First off *ALLOBJ does not give you the ability to create or change
profiles. Secondly if a programmer did create a temporary profile to do
such devious work, the special owner profile for the packaged
application would be logged. If the programmer deleted the logs, the
recreated logs would show that. Hmmm food for thought. Oh and SST
profiles are completely different than user profiles. Even as QSECOFR,
you still have to log in to SST. You can prevent some of the issues you
mentioned with security setting in SST.



Chris Bipes
Director of Information Services
CrossCheck, Inc.


-----Original Message-----
From: midrange-l-bounces@xxxxxxxxxxxx
[mailto:midrange-l-bounces@xxxxxxxxxxxx] On Behalf Of ALopez@xxxxxxxxxx
Sent: Wednesday, April 02, 2008 7:56 AM
To: midrange-l@xxxxxxxxxxxx
Subject: RE: QSECOFR was: Anti-virus for i5OS

The Point:

You can Audit that profiles activity. If the profile cannot logon.
Password *NONE initial menu *SIGNOFF and only the specific package
uses the profile, you will pass any security audit. If QSECOFR owns
it, well there goes your accountability.

It goes out the window for the user with *ALLOBJ as well, in that case.
The programs running under a profile with *ALLOBJ can create another
profile to duplicate QSECOFR, change the sysvals for auditing, etc.

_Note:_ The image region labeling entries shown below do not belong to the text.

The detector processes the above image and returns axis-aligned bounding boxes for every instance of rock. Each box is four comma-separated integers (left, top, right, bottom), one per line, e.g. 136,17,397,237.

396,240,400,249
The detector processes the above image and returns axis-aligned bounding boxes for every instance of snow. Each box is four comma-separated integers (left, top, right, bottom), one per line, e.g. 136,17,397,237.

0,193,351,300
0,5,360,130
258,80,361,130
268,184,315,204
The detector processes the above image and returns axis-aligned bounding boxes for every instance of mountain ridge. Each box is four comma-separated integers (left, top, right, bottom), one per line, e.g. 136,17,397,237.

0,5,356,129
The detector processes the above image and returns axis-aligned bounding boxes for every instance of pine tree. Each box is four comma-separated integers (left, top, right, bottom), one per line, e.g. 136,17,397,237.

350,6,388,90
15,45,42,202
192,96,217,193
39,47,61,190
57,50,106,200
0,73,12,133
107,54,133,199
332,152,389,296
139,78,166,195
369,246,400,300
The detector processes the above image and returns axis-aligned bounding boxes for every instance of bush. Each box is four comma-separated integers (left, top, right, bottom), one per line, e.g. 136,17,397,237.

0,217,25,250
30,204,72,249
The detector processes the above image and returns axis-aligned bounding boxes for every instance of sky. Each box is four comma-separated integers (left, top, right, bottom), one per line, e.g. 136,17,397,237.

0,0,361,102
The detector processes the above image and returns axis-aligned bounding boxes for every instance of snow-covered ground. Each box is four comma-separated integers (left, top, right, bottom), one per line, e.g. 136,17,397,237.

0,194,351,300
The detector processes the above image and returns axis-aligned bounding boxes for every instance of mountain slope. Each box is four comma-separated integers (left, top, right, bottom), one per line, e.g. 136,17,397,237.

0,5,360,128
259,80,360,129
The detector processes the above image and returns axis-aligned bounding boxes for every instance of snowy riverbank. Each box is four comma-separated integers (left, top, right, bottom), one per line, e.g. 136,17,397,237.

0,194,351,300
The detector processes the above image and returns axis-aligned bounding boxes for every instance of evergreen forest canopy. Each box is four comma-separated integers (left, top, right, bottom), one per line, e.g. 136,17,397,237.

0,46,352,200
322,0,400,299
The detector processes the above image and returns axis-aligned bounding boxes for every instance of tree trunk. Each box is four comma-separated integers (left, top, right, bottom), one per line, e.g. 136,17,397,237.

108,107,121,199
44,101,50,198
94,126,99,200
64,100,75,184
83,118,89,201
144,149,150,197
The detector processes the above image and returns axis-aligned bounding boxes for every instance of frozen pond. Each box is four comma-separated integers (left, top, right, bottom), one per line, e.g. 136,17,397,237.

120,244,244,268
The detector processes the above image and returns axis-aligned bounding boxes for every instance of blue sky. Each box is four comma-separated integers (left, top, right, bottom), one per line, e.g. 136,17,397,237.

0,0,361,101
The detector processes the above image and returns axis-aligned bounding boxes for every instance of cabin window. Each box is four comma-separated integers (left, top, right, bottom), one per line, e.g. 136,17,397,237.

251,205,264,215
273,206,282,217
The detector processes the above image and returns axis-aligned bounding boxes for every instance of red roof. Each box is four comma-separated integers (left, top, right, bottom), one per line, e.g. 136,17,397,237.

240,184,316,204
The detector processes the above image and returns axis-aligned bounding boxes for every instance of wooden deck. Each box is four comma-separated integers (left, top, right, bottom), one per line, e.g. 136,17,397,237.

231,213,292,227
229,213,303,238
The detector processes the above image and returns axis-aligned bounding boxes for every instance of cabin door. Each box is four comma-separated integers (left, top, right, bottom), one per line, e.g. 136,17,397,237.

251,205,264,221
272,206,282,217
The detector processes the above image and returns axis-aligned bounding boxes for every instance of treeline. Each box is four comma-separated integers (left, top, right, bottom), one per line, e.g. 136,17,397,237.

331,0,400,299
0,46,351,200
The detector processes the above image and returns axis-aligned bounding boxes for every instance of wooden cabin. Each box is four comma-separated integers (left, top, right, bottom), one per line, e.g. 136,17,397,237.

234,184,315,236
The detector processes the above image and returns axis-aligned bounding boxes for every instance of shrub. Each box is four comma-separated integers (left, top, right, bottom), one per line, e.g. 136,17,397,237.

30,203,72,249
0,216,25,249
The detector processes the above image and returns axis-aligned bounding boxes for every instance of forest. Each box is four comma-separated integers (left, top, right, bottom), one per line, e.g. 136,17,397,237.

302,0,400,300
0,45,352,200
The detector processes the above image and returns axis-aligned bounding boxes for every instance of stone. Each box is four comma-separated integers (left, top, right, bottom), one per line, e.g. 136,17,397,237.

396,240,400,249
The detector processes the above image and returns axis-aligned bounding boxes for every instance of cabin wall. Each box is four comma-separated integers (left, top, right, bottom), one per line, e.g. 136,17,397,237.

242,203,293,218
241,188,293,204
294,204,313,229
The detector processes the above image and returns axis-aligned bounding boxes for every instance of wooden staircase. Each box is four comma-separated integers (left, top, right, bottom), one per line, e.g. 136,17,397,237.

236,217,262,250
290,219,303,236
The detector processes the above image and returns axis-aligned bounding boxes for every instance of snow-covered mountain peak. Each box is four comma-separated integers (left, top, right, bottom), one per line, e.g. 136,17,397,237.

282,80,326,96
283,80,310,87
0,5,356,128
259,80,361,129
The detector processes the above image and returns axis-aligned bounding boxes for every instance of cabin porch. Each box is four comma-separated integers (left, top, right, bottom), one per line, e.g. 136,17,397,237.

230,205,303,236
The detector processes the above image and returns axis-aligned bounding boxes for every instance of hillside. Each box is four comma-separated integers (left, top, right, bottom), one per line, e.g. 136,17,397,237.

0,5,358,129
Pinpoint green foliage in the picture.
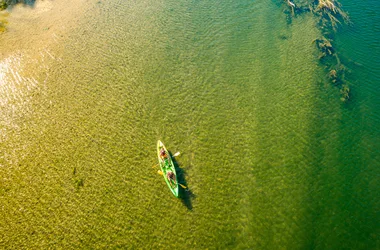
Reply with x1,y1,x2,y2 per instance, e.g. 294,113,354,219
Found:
283,0,351,102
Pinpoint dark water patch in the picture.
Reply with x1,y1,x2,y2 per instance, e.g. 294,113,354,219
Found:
284,0,352,102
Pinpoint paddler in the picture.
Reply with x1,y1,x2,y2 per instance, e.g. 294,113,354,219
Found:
166,171,175,184
160,148,168,160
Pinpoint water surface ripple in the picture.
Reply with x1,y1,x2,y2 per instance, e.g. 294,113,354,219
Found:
0,0,380,249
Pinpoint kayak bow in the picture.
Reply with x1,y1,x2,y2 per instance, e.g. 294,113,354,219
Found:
157,140,179,198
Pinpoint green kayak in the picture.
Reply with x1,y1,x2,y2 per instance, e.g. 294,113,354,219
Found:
157,141,179,197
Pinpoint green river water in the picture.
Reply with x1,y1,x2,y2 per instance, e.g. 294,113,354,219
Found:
0,0,380,249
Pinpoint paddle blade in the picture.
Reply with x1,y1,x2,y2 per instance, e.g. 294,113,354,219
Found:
173,152,181,157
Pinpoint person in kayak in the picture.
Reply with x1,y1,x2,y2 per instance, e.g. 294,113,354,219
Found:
160,148,168,160
166,171,175,185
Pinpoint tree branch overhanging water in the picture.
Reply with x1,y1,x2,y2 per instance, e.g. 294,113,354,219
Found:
283,0,351,102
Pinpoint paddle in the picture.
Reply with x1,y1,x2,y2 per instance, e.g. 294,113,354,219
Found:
152,151,181,168
172,151,181,157
157,170,187,189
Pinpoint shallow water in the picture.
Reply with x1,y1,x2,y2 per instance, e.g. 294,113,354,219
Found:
0,0,380,249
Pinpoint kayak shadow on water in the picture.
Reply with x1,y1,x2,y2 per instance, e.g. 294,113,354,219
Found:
169,152,195,210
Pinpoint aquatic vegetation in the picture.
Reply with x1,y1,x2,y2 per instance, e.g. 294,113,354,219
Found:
283,0,351,101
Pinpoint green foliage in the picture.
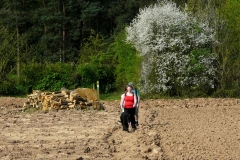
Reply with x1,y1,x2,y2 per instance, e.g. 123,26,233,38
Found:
109,32,141,90
77,30,116,93
188,49,211,76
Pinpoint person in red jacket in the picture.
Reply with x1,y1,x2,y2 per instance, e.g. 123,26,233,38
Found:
120,85,137,131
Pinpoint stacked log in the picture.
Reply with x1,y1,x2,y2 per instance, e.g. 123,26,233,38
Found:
23,88,104,111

The only fix is to change the value in SST for "Allow system value
security changes":

When set to Yes, CHGSYSVAL can be used to change the following
security-related system values.
QALWJOBITP QCRTOBJAUD QPWDLMTCHR
QALWOBJRST QDEVRCYACN QPWDLMTREP
QALWUSRDMN QDSCJOBITV QPWDLVL
QAUDCTL QDSPSGNINF QPWDMAXLEN
QAUDENACN QFRCCVNRST QPWDMINLEN
QAUDFRCLVL QINACTMSGQ QPWDPOSDIF
QAUDLVL QLMTDEVSSN QPWDRQDDGT
QAUDLVL2 QLMTSECOFR QPWDRQDDIF
QAUTOCFG QMAXSGNACN QPWDVLDPGM
QAUTORMT QMAXSIGN QRETSVRSEC
QAUTOVRT QPWDEXPITV QRMTSIGN
QCRTAUT QPWDLMTAJC QRMTSRVATR
QSCANFS QSECURITY QUSEADPAUT
QSCANFSCTL QSHRMEMCTL QVFYOBJRST

When set to No, CHGSYSVAL will not allow these system values to change
and send message CPF18C0.

<Poof>. You magically pass your security audit. Just don't give the
SST password for QSECOFR out.

Again, *ALLOBJ is QSECOFR with thirty second's work. If we are worried
about what programs that are owned by QSECOFR will do, we do not escape
the problem by making another profile with *ALLOBJ the owner. We just
cause the programmers in question to add one CL command:
CHGUSRPRF USRPRF(LOPEZ) SPCAUT(*ALLOBJ *IOSYSCFG *AUDIT *ETC). They can
re-enable the profile, give it a default password, and do anything that
QSECOFR could do.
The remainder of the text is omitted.